The idea of a Tooth Fairy is one that is comforting to parent and child alike. The child gets a treat in a time of pain and loss. Yes, the loss of a baby tooth can be traumatic’ my daughter cried hysterically when she lost her first tooth thinking something was wrong. The parent is also traumatized when faced with a child in pain and the reality that their child is no longer a baby but is growing up. The Tooth Fairy makes the growth milestone more pleasant since the child is treated and the parent is relieved that the child is not so grown up that he doesn’t believe in the Tooth Fairy.

The Vikings didn’t care about kids losing their baby teeth. They were concerned about saving their own skin. In Norse culture, children’s teeth were said to bring good luck in battle; thus, Scandinavian warriors would wear children’s teeth on a string around their necks. Nope, that’s not a child-friendly tradition.

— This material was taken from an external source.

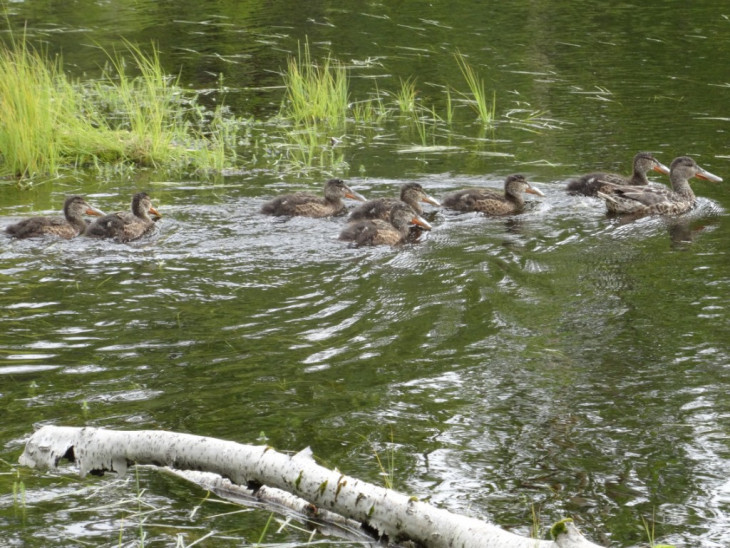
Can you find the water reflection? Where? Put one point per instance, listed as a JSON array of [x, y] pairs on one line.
[[555, 358]]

According to a website maintained by Colgate, a company that knows a little something about teeth, the Tooth Fairy legend is believed to have originated in the U.S. in the early 1900’s. The concept soared around the time that Disney began releasing pictures about fantasy figures such as Pinocchio and Cinderella.  A study conducted by Rosemary Wells, a professor at Northwestern Dental School, found that the Tooth Fairy was viewed positively or neutrally by 97% of parents. What parent would be against a fantasy figure bringing their child money? I mean, really….

The Tooth Fairy is such a positive figure that the Royal Canadian Mint issued Tooth Fairy quarters. These special edition coins were only produced in 2011 and 2012. Now that would be a cool gift to leave a child under his pillow in exchange for a baby tooth–a Tooth Fairy Quarter from the Tooth Fairy.

Parents need to be prepared to carry out the role of the Tooth Fairy. Their little darlings will begin loosing baby teeth between the ages of 5 and 7. A total of 20 will be lost. Thus, they better start stashing away money for a Tooth Fairy fund as well.

What’s the going rate for a baby tooth today? Interestingly, Delta Delta found that the value of a lost tooth is closely related to the U.S. economy. What the Tooth Fairy shells out each year is a good barometer of the economy’s direction. Over the years, of course, the amount paid out has increased. According to Forbes.com, between 1900 and 1973, the average payout for a baby tooth rose from 12 cents to 85 cents. Most kids find tooth payouts to be between $1 and $5, but only 3% of kids receive less than a dollar. (NOTE: You’ll need to have several Tooth Fairy quarters handy.} In 2012, the going payout rate was $3; that amount rose to $3.70 in 2013.

Smart parents will make the loss of a baby tooth and the Tooth Fairy’s visit a teaching moment. Some tell their kids that the Tooth Fairy pays more for healthy teeth than decayed ones, so brush up! Others go so far as to leave notes from the Tooth Fairy in addition to the money or treat giving instructions on good dental care.

Whether you believe in or play the Tooth Fairy, it’s great to have a positive and fun way to observe a growth milestone in a child’s life. Sure the Tooth Fairy is fantasy, but how boring would our lives be without a little fantasy? In a world full of bad news, happy stories can often be scarce as hen’s teeth. A smile on a child’s face when he finds money under his pillow from the Tooth Fairy is a heartwarming reality stemming from a harmless fantasy story.

Just WONDER-ing: Did you observe or are you observing the Tooth Fairy tradition with your kids? What did you/do you pay out per baby tooth? Is the Tooth Fairy tradition a harmless and fun one or something silly and passe?